Dari al-Mughirah bin Syu’bah -radhialahu anhu- ia berkata:
كُنْتُ مَعَ النَّبِيِّ صَلَّى اللَّهُ عَلَيْهِ وَسَلَّمَ ذَاتَ لَيْلَةٍ فِي مَسِيرٍ. فَقَالَ لِي أَمَعَكَ مَاءٌ؟ قُلْتُ: نَعَمْ. فَنَزَلَ عَنْ رَاحِلَتِهِ، فَمَشَى حَتَّى تَوَارَى فِي سَوَادِ اللَّيْلِ. ثُمَّ جَاءَ، فَأَفْرَغْتُ عَلَيْهِ مِنْ الْإِدَاوَةِ ،فَغَسَلَ وَجْهَهُ. وَعَلَيْهِ جُبَّةٌ مِنْ صُوفٍ فَلَمْ يَسْتَطِعْ أَنْ يُخْرِجَ ذِرَاعَيْهِ مِنْهَا حَتَّى أَخْرَجَهُمَا مِنْ أَسْفَلِ الْجُبَّةِ. فَغَسَلَ ذِرَاعَيْهِ وَمَسَحَ بِرَأْسِهِ، ثُمَّ أَهْوَيْتُ لِأَنْزِعَ خُفَّيْهِ. فَقَالَ: دَعْهُمَا فَإِنِّي أَدْخَلْتُهُمَا طَاهِرَتَيْنِ وَمَسَحَ عَلَيْهِمَا

“Saya pernah bersama Nabi -shallallahu alaihi wasallam- pada suatu malam dalam perjalanan. Lalu beliau bersabda kepadaku, “Apakah kamu memiliki air?” Aku menjawab, “Ya.” Lalu beliau turun dari kendaraannya, kemudian berjalan hingga tersembunyi dalam gelapnya malam (untuk buang air besar), sampai beliau datang kembali. Aku kemudian menuangkan air dari geriba, untuk beliau mencuci muka. Karena memakai jubah wol yang kedua lengannya sempit, maka beliau kesusahan untuk mengeluarkan kedua tangannya, sehingga beliau mengeluarkan tangannya lewat bawah jubahnya. Beliau selanjutnya mencuci kedua tangan sampai siku dan mengusap kepalanya. Ketika aku jongkok untuk melepas kedua sepatu beliau, beliau bersabda, “Biarkan keduanya, karena aku memasukkan kedua kakiku dalam keadaan sudah bersuci.” Beliau kemudian hanya mengusap bagian atas kedua khufnya.” (HR. al-Bukhari dan Muslim)
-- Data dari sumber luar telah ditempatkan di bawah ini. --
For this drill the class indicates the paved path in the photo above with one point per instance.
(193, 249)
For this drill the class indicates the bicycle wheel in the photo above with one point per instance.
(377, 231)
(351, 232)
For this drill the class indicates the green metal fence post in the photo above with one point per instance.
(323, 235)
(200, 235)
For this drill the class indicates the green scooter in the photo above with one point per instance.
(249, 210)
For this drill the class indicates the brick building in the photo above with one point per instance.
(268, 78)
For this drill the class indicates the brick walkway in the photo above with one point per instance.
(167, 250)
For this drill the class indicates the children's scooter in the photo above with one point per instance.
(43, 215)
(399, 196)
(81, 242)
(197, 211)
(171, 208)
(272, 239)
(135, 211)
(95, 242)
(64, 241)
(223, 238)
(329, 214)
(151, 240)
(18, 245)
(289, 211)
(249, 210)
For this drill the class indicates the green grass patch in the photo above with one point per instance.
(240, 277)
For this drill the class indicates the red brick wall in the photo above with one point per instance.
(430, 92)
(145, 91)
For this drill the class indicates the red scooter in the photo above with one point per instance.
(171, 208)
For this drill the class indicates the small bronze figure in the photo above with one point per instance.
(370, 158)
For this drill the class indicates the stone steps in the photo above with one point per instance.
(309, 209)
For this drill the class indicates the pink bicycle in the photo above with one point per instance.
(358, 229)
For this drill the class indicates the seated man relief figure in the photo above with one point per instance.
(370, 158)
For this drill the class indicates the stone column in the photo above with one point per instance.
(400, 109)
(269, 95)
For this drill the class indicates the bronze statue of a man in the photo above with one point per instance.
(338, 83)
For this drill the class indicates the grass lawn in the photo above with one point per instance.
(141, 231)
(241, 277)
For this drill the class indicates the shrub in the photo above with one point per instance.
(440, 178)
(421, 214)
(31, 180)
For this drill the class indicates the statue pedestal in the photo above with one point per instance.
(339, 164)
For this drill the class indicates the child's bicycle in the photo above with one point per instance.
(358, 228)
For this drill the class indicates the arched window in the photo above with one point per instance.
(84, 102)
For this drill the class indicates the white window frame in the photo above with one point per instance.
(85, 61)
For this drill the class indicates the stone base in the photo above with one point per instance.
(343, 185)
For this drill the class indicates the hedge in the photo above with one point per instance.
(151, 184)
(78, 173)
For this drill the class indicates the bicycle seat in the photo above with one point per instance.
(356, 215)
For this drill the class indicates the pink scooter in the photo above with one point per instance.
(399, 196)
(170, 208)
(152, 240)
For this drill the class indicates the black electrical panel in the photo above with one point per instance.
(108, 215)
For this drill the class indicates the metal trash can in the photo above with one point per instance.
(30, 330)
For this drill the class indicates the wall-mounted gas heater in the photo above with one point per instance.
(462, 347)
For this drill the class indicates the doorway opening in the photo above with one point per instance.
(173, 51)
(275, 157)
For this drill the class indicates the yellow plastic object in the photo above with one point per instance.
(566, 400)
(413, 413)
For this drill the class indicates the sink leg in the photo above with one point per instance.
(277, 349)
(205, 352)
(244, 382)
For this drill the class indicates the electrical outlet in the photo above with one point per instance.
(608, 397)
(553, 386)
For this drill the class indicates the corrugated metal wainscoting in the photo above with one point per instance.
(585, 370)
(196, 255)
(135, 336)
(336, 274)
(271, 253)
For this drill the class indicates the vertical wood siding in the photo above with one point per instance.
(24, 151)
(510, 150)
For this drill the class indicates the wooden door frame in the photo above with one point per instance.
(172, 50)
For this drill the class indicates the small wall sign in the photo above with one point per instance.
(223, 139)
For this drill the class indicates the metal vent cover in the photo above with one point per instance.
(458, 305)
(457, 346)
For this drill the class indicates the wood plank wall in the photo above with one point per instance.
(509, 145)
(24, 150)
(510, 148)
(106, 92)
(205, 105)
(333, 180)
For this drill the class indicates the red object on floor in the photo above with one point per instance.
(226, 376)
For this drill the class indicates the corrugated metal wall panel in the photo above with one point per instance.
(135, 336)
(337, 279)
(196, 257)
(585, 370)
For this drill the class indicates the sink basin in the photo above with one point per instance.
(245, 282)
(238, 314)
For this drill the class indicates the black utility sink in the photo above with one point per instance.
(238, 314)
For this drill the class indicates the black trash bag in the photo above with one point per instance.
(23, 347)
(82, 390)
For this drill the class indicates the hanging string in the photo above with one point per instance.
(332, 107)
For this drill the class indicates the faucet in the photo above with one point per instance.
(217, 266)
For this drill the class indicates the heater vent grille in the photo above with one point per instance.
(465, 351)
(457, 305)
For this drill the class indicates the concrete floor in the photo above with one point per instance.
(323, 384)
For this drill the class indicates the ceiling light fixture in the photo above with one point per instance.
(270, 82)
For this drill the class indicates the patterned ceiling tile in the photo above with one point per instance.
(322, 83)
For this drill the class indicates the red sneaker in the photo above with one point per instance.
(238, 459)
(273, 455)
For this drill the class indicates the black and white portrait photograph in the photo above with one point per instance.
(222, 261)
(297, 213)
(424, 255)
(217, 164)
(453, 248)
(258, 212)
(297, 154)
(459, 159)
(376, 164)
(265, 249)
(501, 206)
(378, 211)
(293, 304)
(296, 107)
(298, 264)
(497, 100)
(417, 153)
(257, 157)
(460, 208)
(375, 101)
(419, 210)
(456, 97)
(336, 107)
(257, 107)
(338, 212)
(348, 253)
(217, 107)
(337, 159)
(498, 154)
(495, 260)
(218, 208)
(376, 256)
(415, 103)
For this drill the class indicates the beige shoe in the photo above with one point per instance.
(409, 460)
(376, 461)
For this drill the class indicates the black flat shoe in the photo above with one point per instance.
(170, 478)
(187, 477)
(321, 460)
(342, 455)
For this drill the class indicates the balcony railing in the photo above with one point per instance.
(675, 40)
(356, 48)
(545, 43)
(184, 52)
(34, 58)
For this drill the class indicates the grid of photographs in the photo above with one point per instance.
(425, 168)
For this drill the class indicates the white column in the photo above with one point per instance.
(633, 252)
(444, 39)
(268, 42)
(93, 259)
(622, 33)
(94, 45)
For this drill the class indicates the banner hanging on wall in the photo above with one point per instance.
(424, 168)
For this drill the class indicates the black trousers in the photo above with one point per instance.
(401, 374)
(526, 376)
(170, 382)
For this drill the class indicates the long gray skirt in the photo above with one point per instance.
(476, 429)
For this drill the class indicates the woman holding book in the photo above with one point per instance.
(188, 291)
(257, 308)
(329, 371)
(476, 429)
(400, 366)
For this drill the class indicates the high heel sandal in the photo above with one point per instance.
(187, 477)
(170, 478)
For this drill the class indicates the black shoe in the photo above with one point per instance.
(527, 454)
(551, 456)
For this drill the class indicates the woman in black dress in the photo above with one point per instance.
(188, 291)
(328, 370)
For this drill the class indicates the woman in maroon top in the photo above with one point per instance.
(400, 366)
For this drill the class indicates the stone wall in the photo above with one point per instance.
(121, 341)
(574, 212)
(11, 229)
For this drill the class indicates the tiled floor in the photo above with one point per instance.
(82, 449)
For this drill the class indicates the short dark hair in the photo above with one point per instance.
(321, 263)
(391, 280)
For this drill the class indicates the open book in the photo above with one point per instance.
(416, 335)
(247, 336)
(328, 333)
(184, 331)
Dari Shafwan bin ‘Assal -radhiallahu anhu- ia berkata:
كَانَ رَسُولُ اللَّهِ صَلَّى اللَّهُ عَلَيْهِ وَسَلَّمَ يَأْمُرُنَا إِذَا كُنَّا سَفَرًا أَنْ لَا نَنْزِعَ خِفَافَنَا ثَلَاثَةَ أَيَّامٍ وَلَيَالِيهِنَّ إِلَّا مِنْ جَنَابَةٍ وَلَكِنْ مِنْ غَائِطٍ وَبَوْلٍ وَنَوْمٍ
“Jika kami sedang bepergian, Rasulullah shallallahu ‘alaihi wasallam meminta agar kami tidak membuka sepatu-sepatu kami selama tiga hari tiga malam kecuali ketika kami junub. Kami tetap boleh mengusap sepatu setelah buang air besar, buang air kecil, dan tidur.” (HR. al-Tirmizi, al-Nasai, dan Ibnu Majah)
Dari Ali bin Abi Thalib -radhiallahu anhu- ia berkata:
جَعَلَ رَسُولُ اللَّهِ صَلَّى اللَّهُ عَلَيْهِ وَسَلَّمَ ثَلَاثَةَ أَيَّامٍ وَلَيَالِيَهُنَّ لِلْمُسَافِرِ وَيَوْمًا وَلَيْلَةً لِلْمُقِيمِ
“Rasulullah -shallallahu alaihi wasallam- telah menjadikan waktu tiga hari tiga malam bagi musafir (untuk mengusap khuf), dan sehari semalam bagi orang yang menetap (muqim).” (HR. Muslim)

Penjelasan:
Salah satu rukhshah (keringanan) dalam Syariat Islam adalah bolehnya mengganti mencuci kedua kaki dalam wudhu, dengan mengusap kedua khuf. Keringanan ini berlaku bagi musafir, dan juga bagi mukim. Keduanya hanya berbeda dalam hal durasi pembolehannya.

Definisi Khuf:
Khuf adalah alas kaki yang menutupi seluruh bagian kaki, termasuk kedua mata kaki. Baik ia terbuat dari kulit, maupun dari bahan lainnya. Syarat khuf yang boleh diusap adalah khuf yang suci. Karena itu, tidak sah mengusah khuf yang najis atau yang ternajisi. Contoh khuf najis adalah yang bahannya dari kulit bangkai yang belum melalui proses penyamakan. Contoh khuf yang ternajisi adalah khuf yang terkena najis.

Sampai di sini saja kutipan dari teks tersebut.